Not currently — VisionPipeline uses one mode at a time. However, you could implement a cascade: try U-Net first (most accurate), fall back to color detection if U-Net returns no detections. This adds latency for the fallback path but improves reliability.

Q: What's the latency budget?

At 120Hz command rate, you have 8.33ms per control cycle. Typical breakdown:

StageBudget
U-Net inference~5ms
PnP solve + corner extraction~1ms
Control law computation~0.5ms
MAVLink serialize + send~0.5ms
Margin~1.3ms

Tight but achievable. If vision is slower, decouple it from the control loop (see Section 6).

Q: How do I know if my PnP depth is accurate?

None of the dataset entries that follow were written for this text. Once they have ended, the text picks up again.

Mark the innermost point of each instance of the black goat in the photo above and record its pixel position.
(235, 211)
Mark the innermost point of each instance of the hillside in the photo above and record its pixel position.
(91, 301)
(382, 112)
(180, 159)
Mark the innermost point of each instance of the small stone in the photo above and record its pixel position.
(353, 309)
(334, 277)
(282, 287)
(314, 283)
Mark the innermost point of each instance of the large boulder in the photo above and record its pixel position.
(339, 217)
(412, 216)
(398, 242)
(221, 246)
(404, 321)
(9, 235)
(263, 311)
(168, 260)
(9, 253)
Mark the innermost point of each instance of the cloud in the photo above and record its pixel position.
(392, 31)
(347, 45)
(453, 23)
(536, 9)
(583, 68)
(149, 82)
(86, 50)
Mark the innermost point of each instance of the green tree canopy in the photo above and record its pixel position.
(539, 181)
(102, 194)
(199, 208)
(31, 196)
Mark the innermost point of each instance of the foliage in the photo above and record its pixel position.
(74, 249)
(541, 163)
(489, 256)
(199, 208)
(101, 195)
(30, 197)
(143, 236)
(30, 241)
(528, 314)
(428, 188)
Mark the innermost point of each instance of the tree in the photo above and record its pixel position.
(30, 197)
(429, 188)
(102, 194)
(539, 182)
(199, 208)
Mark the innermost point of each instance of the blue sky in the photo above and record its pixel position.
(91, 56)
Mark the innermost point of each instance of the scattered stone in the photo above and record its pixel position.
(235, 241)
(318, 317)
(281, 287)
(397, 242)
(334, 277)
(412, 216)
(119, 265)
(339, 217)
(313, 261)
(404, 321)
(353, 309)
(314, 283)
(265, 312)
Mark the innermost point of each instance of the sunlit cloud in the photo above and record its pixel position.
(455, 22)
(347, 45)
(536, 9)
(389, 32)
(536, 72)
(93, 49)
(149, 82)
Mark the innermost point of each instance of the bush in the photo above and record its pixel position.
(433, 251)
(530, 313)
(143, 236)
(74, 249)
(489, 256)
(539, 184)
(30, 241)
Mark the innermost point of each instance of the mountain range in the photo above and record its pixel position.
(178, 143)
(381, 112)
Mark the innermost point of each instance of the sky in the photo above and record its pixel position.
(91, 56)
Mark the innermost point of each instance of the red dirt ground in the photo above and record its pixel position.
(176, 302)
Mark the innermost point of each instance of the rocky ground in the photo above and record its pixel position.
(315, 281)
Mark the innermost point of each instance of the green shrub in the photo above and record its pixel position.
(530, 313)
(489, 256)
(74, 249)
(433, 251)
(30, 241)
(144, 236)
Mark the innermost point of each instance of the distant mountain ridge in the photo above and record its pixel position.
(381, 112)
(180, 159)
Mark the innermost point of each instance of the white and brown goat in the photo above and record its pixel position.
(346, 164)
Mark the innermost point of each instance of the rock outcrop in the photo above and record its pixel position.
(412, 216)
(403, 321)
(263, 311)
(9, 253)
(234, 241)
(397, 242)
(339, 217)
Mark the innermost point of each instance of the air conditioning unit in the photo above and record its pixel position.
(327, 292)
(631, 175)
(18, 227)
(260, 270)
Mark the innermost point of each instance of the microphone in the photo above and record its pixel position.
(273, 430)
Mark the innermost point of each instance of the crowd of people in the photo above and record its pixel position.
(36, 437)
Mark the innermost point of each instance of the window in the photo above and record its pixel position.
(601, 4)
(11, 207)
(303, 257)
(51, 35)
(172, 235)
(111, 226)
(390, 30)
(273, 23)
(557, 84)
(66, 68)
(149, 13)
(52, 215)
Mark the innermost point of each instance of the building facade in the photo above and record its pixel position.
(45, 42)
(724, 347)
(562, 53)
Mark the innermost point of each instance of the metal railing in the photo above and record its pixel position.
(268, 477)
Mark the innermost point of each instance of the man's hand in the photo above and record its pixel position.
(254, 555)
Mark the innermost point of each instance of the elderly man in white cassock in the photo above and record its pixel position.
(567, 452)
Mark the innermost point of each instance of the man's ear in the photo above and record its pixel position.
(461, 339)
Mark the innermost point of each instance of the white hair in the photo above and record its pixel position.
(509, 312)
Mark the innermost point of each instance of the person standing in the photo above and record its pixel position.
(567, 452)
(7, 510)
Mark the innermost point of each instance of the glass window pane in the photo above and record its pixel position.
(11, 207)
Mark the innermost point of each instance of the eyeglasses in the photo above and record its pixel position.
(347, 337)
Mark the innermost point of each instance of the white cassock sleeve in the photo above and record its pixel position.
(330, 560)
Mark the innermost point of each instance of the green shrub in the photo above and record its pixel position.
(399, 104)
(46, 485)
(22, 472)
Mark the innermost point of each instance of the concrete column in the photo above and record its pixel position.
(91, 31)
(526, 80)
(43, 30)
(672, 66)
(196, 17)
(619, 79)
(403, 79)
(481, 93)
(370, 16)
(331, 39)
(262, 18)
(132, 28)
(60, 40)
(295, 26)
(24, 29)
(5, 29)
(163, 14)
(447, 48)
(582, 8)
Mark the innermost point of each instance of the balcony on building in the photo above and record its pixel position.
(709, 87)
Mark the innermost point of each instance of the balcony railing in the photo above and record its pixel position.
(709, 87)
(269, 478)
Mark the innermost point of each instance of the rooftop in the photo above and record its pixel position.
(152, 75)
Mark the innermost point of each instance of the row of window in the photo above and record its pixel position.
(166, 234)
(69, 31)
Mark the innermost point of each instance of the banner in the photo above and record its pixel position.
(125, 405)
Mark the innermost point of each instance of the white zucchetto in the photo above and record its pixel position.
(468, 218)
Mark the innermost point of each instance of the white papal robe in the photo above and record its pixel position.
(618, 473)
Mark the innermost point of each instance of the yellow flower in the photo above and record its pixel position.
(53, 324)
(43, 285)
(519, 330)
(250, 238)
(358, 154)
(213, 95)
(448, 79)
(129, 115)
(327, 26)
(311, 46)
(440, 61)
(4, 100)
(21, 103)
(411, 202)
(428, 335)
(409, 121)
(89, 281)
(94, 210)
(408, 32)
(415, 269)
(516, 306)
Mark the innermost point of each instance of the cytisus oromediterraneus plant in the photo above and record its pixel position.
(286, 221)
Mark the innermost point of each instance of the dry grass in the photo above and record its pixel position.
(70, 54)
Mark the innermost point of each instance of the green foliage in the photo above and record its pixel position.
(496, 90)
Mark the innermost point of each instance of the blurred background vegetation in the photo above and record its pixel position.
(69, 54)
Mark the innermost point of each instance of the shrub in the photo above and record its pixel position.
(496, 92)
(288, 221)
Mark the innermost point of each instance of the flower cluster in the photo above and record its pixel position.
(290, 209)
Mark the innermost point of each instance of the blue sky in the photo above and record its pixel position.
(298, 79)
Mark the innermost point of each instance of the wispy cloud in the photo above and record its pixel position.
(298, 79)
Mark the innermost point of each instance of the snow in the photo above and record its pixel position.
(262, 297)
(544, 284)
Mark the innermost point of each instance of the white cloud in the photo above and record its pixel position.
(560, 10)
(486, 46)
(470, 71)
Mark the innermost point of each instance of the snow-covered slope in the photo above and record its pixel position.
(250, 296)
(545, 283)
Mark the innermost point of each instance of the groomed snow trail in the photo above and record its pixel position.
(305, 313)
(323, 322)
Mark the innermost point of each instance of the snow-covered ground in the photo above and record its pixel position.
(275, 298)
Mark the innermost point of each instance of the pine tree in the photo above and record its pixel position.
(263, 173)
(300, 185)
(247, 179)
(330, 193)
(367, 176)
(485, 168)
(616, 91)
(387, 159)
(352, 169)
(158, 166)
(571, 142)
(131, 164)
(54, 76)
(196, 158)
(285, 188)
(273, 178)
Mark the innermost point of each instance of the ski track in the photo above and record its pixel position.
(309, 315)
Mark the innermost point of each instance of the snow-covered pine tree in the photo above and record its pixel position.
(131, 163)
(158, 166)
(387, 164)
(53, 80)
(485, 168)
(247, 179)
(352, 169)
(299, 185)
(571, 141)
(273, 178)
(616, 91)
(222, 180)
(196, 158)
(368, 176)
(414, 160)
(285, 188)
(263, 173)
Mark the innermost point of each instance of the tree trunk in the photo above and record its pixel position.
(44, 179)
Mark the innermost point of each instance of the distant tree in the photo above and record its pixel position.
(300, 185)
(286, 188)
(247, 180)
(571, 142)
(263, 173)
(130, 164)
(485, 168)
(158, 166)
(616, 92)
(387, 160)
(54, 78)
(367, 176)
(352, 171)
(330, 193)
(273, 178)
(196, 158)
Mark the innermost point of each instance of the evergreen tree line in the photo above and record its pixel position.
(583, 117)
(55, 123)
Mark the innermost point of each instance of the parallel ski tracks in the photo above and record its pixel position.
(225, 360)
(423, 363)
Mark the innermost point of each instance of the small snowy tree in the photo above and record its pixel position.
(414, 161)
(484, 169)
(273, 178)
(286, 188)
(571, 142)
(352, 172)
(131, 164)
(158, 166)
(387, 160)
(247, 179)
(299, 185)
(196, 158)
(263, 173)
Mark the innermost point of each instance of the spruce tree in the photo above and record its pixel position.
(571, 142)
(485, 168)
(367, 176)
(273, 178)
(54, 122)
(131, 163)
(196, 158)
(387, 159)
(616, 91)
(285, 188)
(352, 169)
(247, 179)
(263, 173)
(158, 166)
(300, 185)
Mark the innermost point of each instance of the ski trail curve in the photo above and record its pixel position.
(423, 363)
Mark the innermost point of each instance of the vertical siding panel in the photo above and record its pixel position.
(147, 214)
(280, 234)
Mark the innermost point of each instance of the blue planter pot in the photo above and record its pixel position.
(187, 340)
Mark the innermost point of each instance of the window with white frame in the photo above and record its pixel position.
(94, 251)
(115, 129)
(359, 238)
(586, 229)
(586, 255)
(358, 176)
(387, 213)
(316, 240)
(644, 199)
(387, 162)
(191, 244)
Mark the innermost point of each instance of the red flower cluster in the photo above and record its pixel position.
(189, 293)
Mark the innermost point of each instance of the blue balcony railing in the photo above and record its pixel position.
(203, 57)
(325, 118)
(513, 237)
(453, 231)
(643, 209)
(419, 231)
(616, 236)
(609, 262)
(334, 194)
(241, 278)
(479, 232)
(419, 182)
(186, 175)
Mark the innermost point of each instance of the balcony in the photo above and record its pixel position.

Fly toward a gate at a known distance (use sim ground truth or a tape measure). Compare PnP output to ground truth at several distances. Error should be < 10% at distances under 20m. If error is consistently biased (always over or under), check gate dimensions in config. If error is noisy, check corner detection quality.

Q: What if my drone works fine for the first few gates then crashes?

Common causes of mid-race failures:

Q: How do I reset the race mid-flight?

In simulation, kill the race script and restart. The drone will fall (gravity). For a clean reset: land first, disarm, then restart the race pipeline. In PX4 SITL you can also use QGroundControl to switch to manual/position mode before restarting.